An Expensive Inheritance
A mother signed a deed giving 120 acres to her two daughters, or at least she and her daughters thought that had happened. After her death, the two sisters could not find the recorded deed; however, a stepsister found them. The two sisters now had their stepsister as a partner in the 120 acres. To really understand this debacle, let me tell the story the way it unfolded to me.
When I first met the two sisters, they told me the land had been gifted to them by their mother. One sister lived in Colorado and the second lived in Missouri. Within a few months after listing the property, we had a signed contract. The sisters were delighted. The buyer was paying cash. Then three days before closing, I received a message from the title company, “We have a problem.”
The problem was with two deeds that the title company found during the title search. One deed from the mother’s estate transferred the 120 acres to three people including the two sisters. A second deed transferred the 120 acres from one of the people in the deed to the two sisters. If the deeds had been recorded in this order, there would be no problem. Regrettably, the deeds had been recorded in reverse order.

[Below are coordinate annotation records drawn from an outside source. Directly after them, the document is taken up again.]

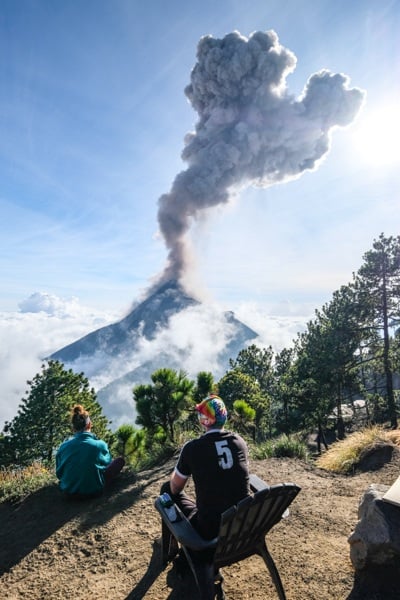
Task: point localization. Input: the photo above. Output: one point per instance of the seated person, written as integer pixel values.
(218, 463)
(83, 463)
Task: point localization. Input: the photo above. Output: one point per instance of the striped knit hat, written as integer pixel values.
(213, 411)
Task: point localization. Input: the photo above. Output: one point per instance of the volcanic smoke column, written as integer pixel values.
(250, 131)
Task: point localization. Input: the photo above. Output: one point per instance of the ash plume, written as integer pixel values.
(250, 131)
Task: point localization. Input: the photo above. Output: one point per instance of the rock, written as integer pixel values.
(376, 538)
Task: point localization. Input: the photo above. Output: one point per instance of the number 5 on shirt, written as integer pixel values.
(225, 455)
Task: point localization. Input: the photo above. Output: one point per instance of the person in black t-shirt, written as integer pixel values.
(218, 463)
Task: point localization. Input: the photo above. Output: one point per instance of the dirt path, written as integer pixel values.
(108, 548)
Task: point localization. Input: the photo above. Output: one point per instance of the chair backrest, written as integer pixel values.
(244, 527)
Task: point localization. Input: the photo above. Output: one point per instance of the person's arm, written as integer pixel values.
(177, 482)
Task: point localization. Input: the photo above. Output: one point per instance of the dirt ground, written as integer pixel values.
(109, 548)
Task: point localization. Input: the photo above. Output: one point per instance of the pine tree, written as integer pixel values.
(43, 420)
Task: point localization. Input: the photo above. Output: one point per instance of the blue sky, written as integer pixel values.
(93, 117)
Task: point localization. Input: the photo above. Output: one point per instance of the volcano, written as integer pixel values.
(168, 329)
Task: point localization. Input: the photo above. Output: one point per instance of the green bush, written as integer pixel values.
(16, 483)
(290, 446)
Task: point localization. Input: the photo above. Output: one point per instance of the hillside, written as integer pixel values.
(108, 548)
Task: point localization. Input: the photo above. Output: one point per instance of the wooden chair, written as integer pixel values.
(242, 533)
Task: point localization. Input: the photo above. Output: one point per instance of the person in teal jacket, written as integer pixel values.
(83, 463)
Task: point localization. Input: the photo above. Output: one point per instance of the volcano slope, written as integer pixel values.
(109, 548)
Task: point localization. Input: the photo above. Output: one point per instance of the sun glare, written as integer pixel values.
(376, 136)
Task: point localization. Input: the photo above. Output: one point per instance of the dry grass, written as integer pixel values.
(345, 455)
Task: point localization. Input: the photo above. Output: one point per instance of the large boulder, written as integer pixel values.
(376, 537)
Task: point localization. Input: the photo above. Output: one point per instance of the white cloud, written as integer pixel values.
(44, 324)
(194, 339)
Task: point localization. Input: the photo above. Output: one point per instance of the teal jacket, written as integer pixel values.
(80, 464)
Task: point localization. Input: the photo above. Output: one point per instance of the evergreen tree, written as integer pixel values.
(161, 403)
(378, 285)
(43, 420)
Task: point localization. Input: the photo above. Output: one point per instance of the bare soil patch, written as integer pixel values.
(108, 548)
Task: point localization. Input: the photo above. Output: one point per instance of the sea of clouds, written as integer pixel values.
(45, 323)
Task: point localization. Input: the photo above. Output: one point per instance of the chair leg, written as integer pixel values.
(204, 576)
(169, 545)
(273, 571)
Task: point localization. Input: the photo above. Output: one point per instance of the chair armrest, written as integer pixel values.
(256, 483)
(183, 530)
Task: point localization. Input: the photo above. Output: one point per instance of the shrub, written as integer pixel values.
(345, 455)
(290, 446)
(16, 483)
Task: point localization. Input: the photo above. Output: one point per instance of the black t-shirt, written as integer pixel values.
(218, 463)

The county recorder’s stamp on each deed showed the date and time of recording to be just minutes apart. One could surmise that both deeds were handed to the county recorder of deeds at the same time, only not in the correct order. The deed transferring the property to the two sisters from the third person had been recorded before the deed that transferred the property to the three people. This meant that the public record showed that the third person still owned a one-third interest in the property and that was the problem.
While it appeared the third person’s intent was to convey their ownership interest in the land to the two sisters, the title company wanted to remove all uncertainty before issuing a title policy to the new owner. This could be done if the third party signed a new deed conveying their interest in the land to the two sisters. Once this deed was recorded, the chain of title would show the two sisters as the undisputed owners of the property. This appeared to be a simple solution to the problem until I spoke with one of the sisters. Her reaction was a combination of anger and frustration.

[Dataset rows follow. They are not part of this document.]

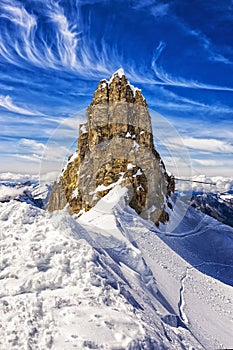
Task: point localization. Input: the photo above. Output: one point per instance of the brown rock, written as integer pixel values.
(115, 146)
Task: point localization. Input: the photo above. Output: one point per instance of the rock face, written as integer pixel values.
(115, 146)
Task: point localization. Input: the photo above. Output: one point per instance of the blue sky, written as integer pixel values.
(53, 53)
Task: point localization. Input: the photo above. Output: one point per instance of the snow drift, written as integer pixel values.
(110, 280)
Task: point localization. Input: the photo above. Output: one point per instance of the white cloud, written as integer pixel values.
(166, 79)
(7, 103)
(32, 145)
(160, 10)
(208, 145)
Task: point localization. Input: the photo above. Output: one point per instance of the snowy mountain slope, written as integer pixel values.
(110, 280)
(203, 303)
(62, 287)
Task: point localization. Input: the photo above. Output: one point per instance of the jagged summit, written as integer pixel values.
(115, 146)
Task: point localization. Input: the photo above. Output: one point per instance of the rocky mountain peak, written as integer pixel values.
(115, 146)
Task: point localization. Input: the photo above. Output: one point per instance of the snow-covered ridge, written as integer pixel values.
(220, 184)
(112, 280)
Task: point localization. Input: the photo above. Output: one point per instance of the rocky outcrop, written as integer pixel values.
(115, 146)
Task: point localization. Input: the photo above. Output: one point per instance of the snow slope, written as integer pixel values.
(110, 280)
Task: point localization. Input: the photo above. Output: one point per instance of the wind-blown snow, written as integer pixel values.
(111, 280)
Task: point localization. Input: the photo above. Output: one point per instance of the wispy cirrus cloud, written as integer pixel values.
(7, 103)
(209, 145)
(164, 78)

The sister said the third person was their stepsister. The only time they met was during a contentious court battle three years earlier. They had not spoken since and she was certain that her stepsister would not sign any documents that would benefit the two sisters. She then explained.
About 45 years ago, when she and her sister were young, her father and mother purchased the 120 acres. It was their weekend getaway. As the years passed, the two sisters moved away, married and had families. Their father died. Their mother remarried to a man who had one grown daughter. They had been married only a short time when he died, leaving his estate to his only daughter. The two sisters had never met the daughter.
After his death, the mother decided to give the 120 acres to her two daughters while she was still living. She hired a lawyer who prepared the documents and he assured her that he would handle the entire matter including the recording of the deed. A few months later the mother died. After her death, the two sisters learned that the public records showed the 120 acres was still owned by their late mother. Now the land was part of her estate. What happened to the deed their mother had signed giving the land to the two sisters?
The deed transferring the property from their mother to her daughters had been mistakenly placed in the attorney’s office file and not recorded. Since the deed had not been recorded before their mother’s death there was no transfer to the two sisters; thus the mother was still the owner at the time her death. The land was now included in her estate. This meant that legally the two sister and their stepsister would have equal ownership of the 120 acres.
The two sisters hired an attorney. First, he contacted the mother’s attorney who would not admit to any fault. Second, he contacted the stepsister’s attorney. He told him about the unrecorded deed. He asked if his client would sign a deed transferring her ownership of the 120 acres to the two sisters
which was the mother’s intent. A few days later, he received a message from the attorney stating that his client would sign a deed only if she were paid one-third of the value of the property. The property was appraised for $360,000. The step sister’s share would be $120,000.
The two sisters sued their mother’s former attorney for malpractice. After two years of litigation and over $40,000 in legal expense, the attorney’s malpractice insurance company paid out $120,000, the amount owed to the stepsister. When the stepsister was paid, she signed a deed transferring her one-third interest to the two sisters. And that’s when the deeds were recorded out of order.
After listening to the sister, I called the title company. I explained why obtaining a deed from the stepsister was not an option, but there was another possibility. The title company who had made the recording mistake would agree to provide an affidavit that acknowledged they made the error when recording the documents. The closing title company was satisfied and the sale closed on time.
- Mistakes happen. In this case, the mistakes cost time, money and stress. It almost voided a sale! Here’s a couple of steps that buyers can follow that can prevent such costly errors:
- Be sure you receive the original deed after it has been recorded. A recorded deed will have the county recorder’s stamp showing the date & time of recording and either a document number or a book and page where the deed is of record. Once the deed is recorded, your ownership is of public record, even if you lose the deed. If you do not receive the deed within 30 days after the closing, contact the title company or lawyer that closed the transaction.
- Review the title insurance policy that you should receive within 45 days after closing. Make sure the insurance policy has you as the owner of record. There is a possibility that somebody could file a lien, etc. on the property between the moment the seller signs the deed and the moment your deed is recorded. Should that happen, then their claim or interest in the property would have preference over your deed. The title company is supposed to check for any such recordings before recording your deed, but then again mistakes happen.